Belajar Dari Negara Lain
Jika Indonesia ingin meningkatkan kesadaran pajak dan membangun kepatuhan yang berkelanjutan, strategi yang diterapkan di negara-negara maju dapat menjadi referensi. Jepang telah sukses meningkatkan kepatuhan pajak dengan mengintegrasikan edukasi pajak ke dalam kurikulum sekolah, sehingga masyarakat memahami pajak sejak usia dini. Swedia menekankan transparansi dengan melaporkan secara publik bagaimana pajak digunakan, yang meningkatkan kepercayaan masyarakat terhadap pengelolaan pajak oleh pemerintah. Estonia telah menerapkan digitalisasi perpajakan yang efisien, memungkinkan pelaporan pajak dilakukan hanya dalam hitungan menit melalui sistem otomatis, sehingga mempermudah wajib pajak dalam memenuhi kewajibannya.
Amerika Serikat secara aktif melakukan kampanye kesadaran pajak, termasuk menyediakan layanan konsultasi gratis agar wajib pajak lebih memahami hak dan kewajibannya. Sementara itu, Jerman menerapkan penegakan hukum yang tegas tetapi tetap memberikan opsi pemulihan bagi wajib pajak yang melaporkan kesalahan secara sukarela, sehingga kepatuhan pajak meningkat tanpa harus sepenuhnya bergantung pada sanksi berat.
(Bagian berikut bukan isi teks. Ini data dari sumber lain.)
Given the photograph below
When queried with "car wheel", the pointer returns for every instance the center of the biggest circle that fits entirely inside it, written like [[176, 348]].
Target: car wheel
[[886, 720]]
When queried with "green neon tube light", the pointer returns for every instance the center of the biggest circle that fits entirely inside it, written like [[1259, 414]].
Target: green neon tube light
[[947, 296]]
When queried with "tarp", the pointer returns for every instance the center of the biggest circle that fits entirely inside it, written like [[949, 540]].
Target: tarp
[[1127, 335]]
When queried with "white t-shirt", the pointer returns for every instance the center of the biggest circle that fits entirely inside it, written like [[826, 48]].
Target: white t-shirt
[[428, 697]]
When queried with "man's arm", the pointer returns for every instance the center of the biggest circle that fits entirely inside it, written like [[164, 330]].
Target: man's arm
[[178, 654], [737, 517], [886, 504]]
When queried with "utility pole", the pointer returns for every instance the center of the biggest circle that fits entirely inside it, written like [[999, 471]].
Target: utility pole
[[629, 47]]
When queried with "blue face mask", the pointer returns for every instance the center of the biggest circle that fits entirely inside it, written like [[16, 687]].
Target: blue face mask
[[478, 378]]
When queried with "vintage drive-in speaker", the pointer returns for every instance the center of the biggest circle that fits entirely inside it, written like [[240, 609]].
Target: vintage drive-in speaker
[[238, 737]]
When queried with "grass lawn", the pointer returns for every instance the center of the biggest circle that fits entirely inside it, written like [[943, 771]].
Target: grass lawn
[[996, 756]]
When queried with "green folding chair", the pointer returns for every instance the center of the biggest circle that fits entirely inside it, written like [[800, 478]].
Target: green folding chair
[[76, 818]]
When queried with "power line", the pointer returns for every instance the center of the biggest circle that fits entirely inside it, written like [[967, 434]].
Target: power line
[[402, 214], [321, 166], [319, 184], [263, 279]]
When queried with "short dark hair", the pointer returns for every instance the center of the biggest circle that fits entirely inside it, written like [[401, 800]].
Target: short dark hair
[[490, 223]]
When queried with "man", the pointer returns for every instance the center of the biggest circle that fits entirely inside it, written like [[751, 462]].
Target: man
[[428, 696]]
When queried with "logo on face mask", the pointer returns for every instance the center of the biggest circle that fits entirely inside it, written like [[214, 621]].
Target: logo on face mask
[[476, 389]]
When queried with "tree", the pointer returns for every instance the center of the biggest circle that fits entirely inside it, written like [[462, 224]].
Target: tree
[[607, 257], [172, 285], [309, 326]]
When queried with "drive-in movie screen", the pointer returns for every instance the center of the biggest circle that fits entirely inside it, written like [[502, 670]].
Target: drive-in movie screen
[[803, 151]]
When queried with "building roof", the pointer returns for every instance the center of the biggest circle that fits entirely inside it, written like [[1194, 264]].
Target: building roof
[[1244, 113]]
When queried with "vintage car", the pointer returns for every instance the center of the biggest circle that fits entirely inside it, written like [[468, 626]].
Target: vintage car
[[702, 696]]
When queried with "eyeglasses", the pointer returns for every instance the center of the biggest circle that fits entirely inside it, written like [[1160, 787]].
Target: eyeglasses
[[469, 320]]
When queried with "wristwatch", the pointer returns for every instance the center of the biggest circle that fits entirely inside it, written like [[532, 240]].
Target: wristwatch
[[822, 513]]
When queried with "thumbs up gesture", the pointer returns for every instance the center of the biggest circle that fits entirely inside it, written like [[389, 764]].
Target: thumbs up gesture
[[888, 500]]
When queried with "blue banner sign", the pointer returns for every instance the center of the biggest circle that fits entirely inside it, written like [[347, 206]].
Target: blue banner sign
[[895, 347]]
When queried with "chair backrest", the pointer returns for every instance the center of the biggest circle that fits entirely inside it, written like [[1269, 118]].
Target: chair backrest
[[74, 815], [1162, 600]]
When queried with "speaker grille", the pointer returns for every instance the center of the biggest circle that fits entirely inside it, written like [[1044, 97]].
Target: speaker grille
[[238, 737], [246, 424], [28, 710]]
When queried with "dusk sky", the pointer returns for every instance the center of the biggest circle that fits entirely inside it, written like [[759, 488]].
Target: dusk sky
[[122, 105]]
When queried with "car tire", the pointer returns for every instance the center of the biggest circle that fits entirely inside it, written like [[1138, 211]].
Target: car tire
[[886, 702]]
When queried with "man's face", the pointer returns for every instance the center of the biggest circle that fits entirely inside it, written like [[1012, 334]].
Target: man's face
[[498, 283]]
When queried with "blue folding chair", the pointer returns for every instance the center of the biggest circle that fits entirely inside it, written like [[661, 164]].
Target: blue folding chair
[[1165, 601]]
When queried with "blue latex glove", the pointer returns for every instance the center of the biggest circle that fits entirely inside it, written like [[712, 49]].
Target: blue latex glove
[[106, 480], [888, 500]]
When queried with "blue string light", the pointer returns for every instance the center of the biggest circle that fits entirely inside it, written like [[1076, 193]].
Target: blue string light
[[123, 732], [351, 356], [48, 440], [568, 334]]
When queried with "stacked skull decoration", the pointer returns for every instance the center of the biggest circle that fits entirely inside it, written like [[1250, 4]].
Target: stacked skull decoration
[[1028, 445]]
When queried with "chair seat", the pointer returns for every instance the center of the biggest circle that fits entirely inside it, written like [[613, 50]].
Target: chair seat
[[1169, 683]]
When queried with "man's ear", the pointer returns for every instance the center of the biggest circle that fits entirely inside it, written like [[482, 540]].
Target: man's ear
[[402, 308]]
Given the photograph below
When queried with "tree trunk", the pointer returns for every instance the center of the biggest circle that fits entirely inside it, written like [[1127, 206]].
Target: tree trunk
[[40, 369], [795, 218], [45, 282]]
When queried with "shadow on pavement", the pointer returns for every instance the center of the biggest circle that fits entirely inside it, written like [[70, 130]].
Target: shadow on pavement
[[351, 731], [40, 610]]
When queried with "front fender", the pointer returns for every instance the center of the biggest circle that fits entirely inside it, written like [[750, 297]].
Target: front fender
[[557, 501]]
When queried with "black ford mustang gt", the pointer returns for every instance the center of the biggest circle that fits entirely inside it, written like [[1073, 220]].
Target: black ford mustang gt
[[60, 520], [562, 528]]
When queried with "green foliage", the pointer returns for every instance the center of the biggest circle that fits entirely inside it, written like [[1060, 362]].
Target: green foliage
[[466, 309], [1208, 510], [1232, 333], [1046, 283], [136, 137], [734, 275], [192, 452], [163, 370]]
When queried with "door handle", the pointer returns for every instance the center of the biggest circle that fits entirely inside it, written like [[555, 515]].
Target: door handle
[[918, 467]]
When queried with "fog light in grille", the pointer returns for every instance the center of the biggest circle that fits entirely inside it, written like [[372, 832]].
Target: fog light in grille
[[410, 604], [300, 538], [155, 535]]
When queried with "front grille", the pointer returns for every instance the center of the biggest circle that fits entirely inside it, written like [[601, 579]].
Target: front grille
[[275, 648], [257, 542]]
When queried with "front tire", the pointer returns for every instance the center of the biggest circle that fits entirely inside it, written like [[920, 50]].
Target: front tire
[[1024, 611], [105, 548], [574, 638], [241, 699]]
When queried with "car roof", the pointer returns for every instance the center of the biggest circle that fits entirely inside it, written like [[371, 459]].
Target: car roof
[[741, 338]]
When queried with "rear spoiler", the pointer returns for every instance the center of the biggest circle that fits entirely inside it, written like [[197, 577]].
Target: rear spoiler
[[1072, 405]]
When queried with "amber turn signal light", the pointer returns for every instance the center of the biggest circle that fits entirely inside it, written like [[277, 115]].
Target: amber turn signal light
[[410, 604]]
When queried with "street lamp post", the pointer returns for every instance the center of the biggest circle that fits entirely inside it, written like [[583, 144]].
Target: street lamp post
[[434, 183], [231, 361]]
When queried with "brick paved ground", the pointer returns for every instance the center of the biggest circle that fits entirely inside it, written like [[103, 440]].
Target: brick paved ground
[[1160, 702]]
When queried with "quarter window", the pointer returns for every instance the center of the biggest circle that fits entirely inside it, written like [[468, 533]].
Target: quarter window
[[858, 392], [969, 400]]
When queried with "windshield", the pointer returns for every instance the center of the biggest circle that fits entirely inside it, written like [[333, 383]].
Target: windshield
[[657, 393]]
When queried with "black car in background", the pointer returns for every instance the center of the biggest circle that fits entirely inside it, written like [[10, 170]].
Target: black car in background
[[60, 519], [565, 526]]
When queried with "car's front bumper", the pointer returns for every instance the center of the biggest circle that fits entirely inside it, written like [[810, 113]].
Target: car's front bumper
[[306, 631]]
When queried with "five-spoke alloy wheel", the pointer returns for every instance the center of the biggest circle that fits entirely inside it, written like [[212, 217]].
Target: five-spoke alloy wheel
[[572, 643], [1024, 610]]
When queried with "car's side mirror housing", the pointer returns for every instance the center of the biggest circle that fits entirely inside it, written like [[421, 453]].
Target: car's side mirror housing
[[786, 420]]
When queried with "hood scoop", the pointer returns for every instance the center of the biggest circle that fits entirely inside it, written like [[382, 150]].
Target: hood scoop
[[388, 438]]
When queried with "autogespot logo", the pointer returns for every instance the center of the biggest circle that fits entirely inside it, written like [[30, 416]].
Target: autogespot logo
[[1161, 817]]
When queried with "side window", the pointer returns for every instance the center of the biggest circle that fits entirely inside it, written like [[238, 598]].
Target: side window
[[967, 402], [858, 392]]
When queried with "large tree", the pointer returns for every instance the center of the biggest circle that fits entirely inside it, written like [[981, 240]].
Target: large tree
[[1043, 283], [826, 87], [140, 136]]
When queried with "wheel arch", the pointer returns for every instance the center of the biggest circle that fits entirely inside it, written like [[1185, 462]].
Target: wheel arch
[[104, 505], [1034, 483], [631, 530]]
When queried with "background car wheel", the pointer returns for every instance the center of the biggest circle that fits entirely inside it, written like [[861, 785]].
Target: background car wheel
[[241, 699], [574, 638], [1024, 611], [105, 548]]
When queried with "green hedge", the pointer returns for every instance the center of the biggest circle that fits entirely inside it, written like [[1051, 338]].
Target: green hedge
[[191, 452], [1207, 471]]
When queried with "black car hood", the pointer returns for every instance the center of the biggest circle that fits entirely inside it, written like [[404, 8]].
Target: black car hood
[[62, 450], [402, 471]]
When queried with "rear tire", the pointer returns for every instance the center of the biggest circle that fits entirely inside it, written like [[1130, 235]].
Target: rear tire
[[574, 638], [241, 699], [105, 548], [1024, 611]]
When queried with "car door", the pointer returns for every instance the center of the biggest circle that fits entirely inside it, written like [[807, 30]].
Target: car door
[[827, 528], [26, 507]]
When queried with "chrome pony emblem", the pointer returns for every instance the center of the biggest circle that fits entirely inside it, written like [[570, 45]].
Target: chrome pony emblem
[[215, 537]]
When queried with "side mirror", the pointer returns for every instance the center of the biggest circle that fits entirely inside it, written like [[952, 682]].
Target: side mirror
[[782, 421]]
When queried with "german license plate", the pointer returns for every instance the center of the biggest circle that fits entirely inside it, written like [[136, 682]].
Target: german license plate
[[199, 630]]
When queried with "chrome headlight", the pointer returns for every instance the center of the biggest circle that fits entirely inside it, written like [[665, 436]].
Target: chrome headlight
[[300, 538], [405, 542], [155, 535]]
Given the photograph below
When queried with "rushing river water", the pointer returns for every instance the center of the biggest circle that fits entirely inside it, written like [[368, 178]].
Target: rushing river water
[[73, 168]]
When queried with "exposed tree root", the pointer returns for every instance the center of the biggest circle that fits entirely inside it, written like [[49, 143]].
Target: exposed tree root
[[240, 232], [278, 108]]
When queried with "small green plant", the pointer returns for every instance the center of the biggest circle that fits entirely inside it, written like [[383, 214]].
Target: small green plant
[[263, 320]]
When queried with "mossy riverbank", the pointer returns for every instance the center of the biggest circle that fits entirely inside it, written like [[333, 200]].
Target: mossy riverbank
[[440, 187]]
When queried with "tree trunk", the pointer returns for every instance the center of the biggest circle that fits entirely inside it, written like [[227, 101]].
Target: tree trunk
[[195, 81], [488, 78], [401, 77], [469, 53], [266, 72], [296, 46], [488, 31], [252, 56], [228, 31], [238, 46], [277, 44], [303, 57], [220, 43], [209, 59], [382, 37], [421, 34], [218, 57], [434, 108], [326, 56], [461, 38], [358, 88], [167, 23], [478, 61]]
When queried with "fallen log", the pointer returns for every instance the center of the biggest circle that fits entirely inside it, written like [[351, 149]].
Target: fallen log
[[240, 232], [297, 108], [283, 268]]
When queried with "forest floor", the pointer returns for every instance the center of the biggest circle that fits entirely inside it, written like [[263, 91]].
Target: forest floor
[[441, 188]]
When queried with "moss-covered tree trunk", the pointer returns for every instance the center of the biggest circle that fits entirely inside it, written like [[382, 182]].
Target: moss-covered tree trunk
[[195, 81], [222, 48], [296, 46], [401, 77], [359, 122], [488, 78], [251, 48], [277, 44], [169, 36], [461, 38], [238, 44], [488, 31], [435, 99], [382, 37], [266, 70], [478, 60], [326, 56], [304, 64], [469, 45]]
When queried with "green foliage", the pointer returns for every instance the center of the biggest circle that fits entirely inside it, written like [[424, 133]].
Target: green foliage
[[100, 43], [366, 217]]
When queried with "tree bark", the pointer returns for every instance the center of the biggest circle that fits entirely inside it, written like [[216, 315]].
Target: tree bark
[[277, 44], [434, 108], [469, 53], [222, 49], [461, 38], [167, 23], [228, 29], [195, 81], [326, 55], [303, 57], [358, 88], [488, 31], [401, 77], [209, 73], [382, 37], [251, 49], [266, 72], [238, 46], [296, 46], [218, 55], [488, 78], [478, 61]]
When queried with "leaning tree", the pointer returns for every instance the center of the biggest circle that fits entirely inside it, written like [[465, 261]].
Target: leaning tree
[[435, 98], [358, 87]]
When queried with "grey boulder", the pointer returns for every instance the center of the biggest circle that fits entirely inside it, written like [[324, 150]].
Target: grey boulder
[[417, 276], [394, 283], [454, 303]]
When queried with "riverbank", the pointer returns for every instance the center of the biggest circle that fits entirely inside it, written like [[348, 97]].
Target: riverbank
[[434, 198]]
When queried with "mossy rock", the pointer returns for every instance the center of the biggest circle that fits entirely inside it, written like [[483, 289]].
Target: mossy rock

Dengan mengadopsi pendekatan-pendekatan ini, Indonesia dapat menciptakan sistem perpajakan yang lebih transparan, efisien, dan berbasis kepercayaan, sehingga kesadaran serta kepatuhan pajak masyarakat dapat tumbuh secara lebih alami dan berkelanjutan.
Baca juga : Core tax Sistem Segera Rampung, Inilah Beberapa Perubahan Tata cara Pelaporan SPT
Namun, Indonesia memiliki tantangan tersendiri yang membedakannya dari negara-negara maju tersebut. Negara seperti Swedia dan Jepang memiliki tingkat korupsi yang rendah dan sistem administrasi yang sangat baik, sehingga transparansi dan kepercayaan masyarakat terhadap pemerintah dapat terjaga. Di Indonesia, masih ada tantangan besar dalam membangun transparansi dan memberantas korupsi di sektor perpajakan. Oleh karena itu, adopsi strategi negara maju perlu disesuaikan dengan konteks Indonesia, misalnya dengan memperbaiki pengawasan internal di DJP, meningkatkan transparansi dalam pelaporan penggunaan pajak, serta memberikan insentif bagi wajib pajak yang taat.
Jika Indonesia ingin meningkatkan kepatuhan pajak secara jangka panjang, strategi-strategi ini perlu diadaptasi. Integrasi edukasi pajak dalam sistem pendidikan, peningkatan transparansi penggunaan pajak, digitalisasi layanan yang lebih efisien, serta komunikasi yang lebih baik dengan masyarakat merupakan langkah konkret yang dapat memperbaiki sistem perpajakan Indonesia. Namun, langkah pertama yang paling krusial adalah meningkatkan transparansi pengelolaan pajak. Tanpa transparansi yang jelas, edukasi pajak dan digitalisasi sistem perpajakan tidak akan cukup untuk meningkatkan kepercayaan masyarakat terhadap otoritas pajak.